La struttura di partenza era volutamente lineare e la vettura nuda, provvista unicamente di cofano, allestimenti interni e strutture tubolari di protezione, poteva essere progressivamente integrata dall’utente. Si potevano aggiungere le portiere, composte da un semplice telaio verniciato o completate da un pannello con finestrino scorrevole, oppure i fianchetti laterali posteriori, disponibili sia in struttura metallica rivestita in tela bianca smontabile sia in classica lamiera verniciata. Anche il portellone posteriore era configurabile in tela con finestrino in plastica trasparente o in lamiera dotato di ammortizzatori a gas e tergilunotto, così come il tetto, a scelta tra la capote in tela bianca avvolgibile o il guscio in resina rigida. L’intercambiabilità è talmente totale che si poteva persino montare una portiera destra in lamiera con cristallo e una sinistra di tipo tubolare. Anche gli altri componenti, come il triangolino in lamiera tra il parafango anteriore e la portiera, il cofano motore e la parte superiore della portiera seguono la medesima filosofia.
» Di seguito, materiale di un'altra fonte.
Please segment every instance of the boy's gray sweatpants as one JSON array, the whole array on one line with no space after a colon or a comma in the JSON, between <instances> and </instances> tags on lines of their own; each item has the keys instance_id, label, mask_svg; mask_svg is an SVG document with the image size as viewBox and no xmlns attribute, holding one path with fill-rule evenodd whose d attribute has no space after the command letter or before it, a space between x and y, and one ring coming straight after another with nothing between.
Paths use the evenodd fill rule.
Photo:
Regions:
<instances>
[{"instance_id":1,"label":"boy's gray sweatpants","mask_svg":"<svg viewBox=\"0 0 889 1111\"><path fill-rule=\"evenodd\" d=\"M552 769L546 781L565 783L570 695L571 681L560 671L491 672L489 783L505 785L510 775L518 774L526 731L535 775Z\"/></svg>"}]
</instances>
Semplicità di manutenzione e accessibilità economica

2.Fiat 127 Every 4R
Michelotti studiò tutti gli attacchi in modo che chiunque, munito di un semplice cacciavite e di poche chiavi, potesse smontare o rimontare qualsiasi pezzo in pochissimi minuti. Questa eccezionale facilità di sostituzione semplificò drasticamente anche la gestione dei piccoli sinistri, poiché in caso di urto basta sostituire il singolo pannello danneggiato senza l’obbligo di dover fermare l’intera automobile in officina.
L’idea era quella di rendere disponibile (in ottica di eventuale produzione) la possibilità per l’acquirente di comprare inizialmente la sola struttura base e di completarla nel corso del tempo, acquistando i vari elementi in base alle proprie disponibilità e necessità del momento.
Il progetto della Every 4R prese il via in poco tempo partendo dai primi disegni su carta per poi passare subito alla costruzione della vettura in legno e alla realizzazione di modelli in scala ridotta.
Durante la presentazione al Salone di Torino, l’interattività del mezzo era tale che inizialmente si era pensato di mettere a disposizione del pubblico una cassetta degli attrezzi, permettendo alla gente di divertirsi a montare e smontare i pannelli. Tuttavia, per motivi di prudenza, questa idea è stata accantonata per evitare che l’eccessivo entusiasmo dei visitatori potesse in qualche modo danneggiare la vettura.